# Coding Section
- Any given code is optional to help you; if you want to edit it, modify it, or implement your own, it's okay.

## Imports

In [None]:
import matplotlib.pyplot as plt
import librosa
import pandas as pd
import numpy as np

## Reading Data

- Wrtie a Python Code that reads four audio files (WAV format).
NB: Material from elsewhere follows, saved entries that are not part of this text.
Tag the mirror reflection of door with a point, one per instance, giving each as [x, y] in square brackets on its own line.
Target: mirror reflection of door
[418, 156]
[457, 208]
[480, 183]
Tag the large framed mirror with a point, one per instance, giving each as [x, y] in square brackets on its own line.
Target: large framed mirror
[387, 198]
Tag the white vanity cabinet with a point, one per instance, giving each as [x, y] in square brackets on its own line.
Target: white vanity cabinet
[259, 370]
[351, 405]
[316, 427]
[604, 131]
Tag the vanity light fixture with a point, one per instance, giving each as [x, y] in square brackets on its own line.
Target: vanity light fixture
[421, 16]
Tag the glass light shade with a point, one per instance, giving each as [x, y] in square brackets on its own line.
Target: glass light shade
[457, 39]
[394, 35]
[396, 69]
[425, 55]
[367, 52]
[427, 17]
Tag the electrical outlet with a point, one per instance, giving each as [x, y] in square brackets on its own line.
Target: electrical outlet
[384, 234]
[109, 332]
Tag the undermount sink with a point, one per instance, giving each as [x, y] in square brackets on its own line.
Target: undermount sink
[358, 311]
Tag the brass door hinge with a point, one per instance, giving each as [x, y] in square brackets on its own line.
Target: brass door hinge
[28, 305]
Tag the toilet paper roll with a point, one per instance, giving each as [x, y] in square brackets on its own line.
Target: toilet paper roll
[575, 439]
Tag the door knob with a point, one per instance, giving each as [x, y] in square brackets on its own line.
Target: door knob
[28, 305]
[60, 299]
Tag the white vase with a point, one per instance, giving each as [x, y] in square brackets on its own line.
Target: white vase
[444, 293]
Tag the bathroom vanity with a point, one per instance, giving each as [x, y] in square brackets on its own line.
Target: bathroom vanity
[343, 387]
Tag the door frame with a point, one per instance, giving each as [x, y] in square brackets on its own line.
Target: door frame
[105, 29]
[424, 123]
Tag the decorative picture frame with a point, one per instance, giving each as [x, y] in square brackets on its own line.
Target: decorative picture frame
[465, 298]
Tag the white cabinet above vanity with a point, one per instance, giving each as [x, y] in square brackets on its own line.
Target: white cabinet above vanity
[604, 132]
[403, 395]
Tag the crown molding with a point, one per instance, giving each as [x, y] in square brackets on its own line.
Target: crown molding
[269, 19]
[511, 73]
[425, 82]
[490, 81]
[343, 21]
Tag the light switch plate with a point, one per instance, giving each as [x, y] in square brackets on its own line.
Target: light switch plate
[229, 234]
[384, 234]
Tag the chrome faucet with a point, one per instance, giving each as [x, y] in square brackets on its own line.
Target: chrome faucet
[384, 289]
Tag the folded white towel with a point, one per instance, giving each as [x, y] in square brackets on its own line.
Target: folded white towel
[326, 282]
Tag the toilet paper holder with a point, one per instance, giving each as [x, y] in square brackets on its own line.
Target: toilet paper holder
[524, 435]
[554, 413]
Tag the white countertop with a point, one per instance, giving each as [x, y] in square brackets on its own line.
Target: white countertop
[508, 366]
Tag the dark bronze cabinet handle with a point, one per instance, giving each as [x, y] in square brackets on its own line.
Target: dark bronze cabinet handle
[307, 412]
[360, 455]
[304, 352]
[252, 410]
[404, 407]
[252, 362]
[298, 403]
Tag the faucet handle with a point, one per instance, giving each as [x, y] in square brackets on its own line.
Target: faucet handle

For each file, load the audio using librosa and store the results in a dictionary where the **keys** are the **labels** and the values are tuples containing:

  - The audio signal
  - The sampling rate

- Output Example:
  - { "e": (signal_e, sr_e) }

In [None]:
labels = ["e","j","3","7"]

audio_dict = {}



## Isolation

In [None]:
def isolator():
  """
    Isolate individual strokes.

    Parameters:
    -----------


    Returns:
    --------
    strokes : list of torch.Tensor or numpy array or whatever datatype you use.
        A list of 1D tensors or arrays, each containing an isolated audio segment (stroke).
  """

  return

In [None]:
data = {
    "Label": [],
    "Signal": []
}

for label, (signal, sample_rate) in audio_dict.items():

    strokes = isolator()

    # print(label, len(strokes)) or print(label, strokes.shape) # one of those two print lines should be work depend on your datatype return from isolation function.

    for stroke in strokes:
        data["Label"].append(label)
        data["Signal"].append(stroke)

df = pd.DataFrame(data)
df

In [None]:
def extract_features(signal, sample_rate, n_mfcc=13):
    mfcc = librosa.feature.mfcc(y=np.asarray(signal), sr=sample_rate, n_mfcc=n_mfcc)
    return np.hstack([mfcc.mean(axis=1), mfcc.std(axis=1)])

In [None]:
X = []
y = []

for _, row in df.iterrows():
    signal = row["Signal"]
    label = row["Label"]
    feat = extract_features(signal.squeeze(), sample_rate)
    X.append(feat)
    y.append(label)

X = np.array(X)
y = np.array(y)
print("X Shape is:", X.shape)
print("y Shape is:", y.shape)

## GMM

In [None]:
def gaussian_pdf(x, mean, cov):
    d = len(x)
    cov += np.eye(d) * 1e-6  # numerical stability
    det = np.linalg.det(cov)
    inv = np.linalg.inv(cov)
    norm = 1.0 / np.sqrt((2 * np.pi) ** d * det)
    diff = x - mean
    return norm * np.exp(-0.5 * diff @ inv @ diff)

- You can ignore this function description and implement your own, but it should correctly implement train_gmm **from scratch.**

In [None]:
def train_gmm(X, K, n_iters=2):
    """
    Train a Gaussian Mixture Model (GMM) on the given dataset using the
    Expectation-Maximization (EM) algorithm.

    Parameters
    ----------
    X : np.ndarray
        Input data matrix of shape (N, D), where N is the number of samples
        and D is the dimensionality of each feature vector.
    K : int
        Number of Gaussian components in the mixture model.
    n_iters : int, optional
        Number of EM iterations to perform (default is 50).

    Returns
    -------
    weights : np.ndarray
        Array of mixture weights for each Gaussian component (length K).
    means : np.ndarray
        Array of mean vectors for each Gaussian component (shape K x D).
    covs : list of np.ndarray
        List containing the covariance matrices for each Gaussian component
        (each of shape D x D).

    Method
    ------
    1. Initialize:
       - Select K random samples from X as the initial means.
       - Initialize each component's covariance matrix using the sample covariance.
       - Set mixture weights uniformly (1/K for each component).

    2. Repeat EM steps for n_iters iterations:
       a) E-step (Expectation):
          - For each data point and each Gaussian component, compute the
            responsibility (posterior probability) using the current means,
            covariances, and mixture weights.
          - Normalize the responsibilities across components for each data point.
          - Compute Nk, the effective number of points assigned to each component.

       b) M-step (Maximization):
          - Update each Gaussian's mean using the weighted average of the data,
            weighted by the responsibilities.
          - Update each Gaussian's covariance matrix using the weighted outer
            product of deviations from the mean.
          - Update the mixture weights as Nk divided by the total number of samples.

    Notes
    -----
    - This implementation uses a full covariance matrix for each Gaussian.
    - The function assumes a multivariate Gaussian PDF for computing responsibilities.
    - The returned parameters can be used directly for likelihood computation
      or for making predictions with new data.
    """
    pass


In [None]:
gmms = {}
K = 4  # number of Gaussian components

for label in np.unique(y):
    X_class = X[y == label]
    gmms[label] = train_gmm(X_class, K)
    print("Train is done for label:   ", label)

# Discussion

## Explain your isolation logic

## What is the main use of GMM models?